# Converting from 2D coordinates in image plane to 3D, use of focal length in gnomonic projection

I'm currently using libgnomonic to perform a gnonominc projection. I cannot find a derivation of the used formulas. But they don't seem to be particularly involved and there's a specific bit I'd like to understand.

More specifically this function, has a conversion from 2D to 3D that doesn't quite convince me, I'll report the specific bit for convenience:

 /* Compute pixel position in 3d-frame */
lgPvi[0] = lgFocal;
lgPvi[1] = lgPixel * ( lgrPointX - lgrSightX );
lgPvi[2] = lgPixel * ( lgrPointY - lgrSightY );


Also I don't know if this is relevant but they compute a focal length from aperture angle, the computation is :

lg_Real_s( 2.0 ) * tan( lgApper / lg_Real_s( 2.0 ) ) / lgrWidth

Which is actually the inverse of a focal length, unless I'm wrong.

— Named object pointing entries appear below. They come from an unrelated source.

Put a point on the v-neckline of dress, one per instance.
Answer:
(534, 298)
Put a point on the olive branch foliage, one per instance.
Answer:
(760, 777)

In few words if we have a point in the image plane of coordinates $$(x,y)$$ the 3D point, still in the plane, is constructed with a mapping:

$$(x,y) \to (x,y,f)$$

Where $$f$$ is the focal length, this would be the case if the used projection were orthographic, but the is explicitly said that the projection used is perspective, there fore to me the correct conversion should be

$$(x,y) \to (fx,fy,f)$$

Details:

The function perform a transformation between pixel coordinates from perspective projection to (azimuth,elevation) in a equirectangular image.

All the math should be trivial trigonometry.

But anyway since the function works I only want to know one thing:

Why isn't the focal length used to rescale the $$(x,y)$$ pixel coordinates?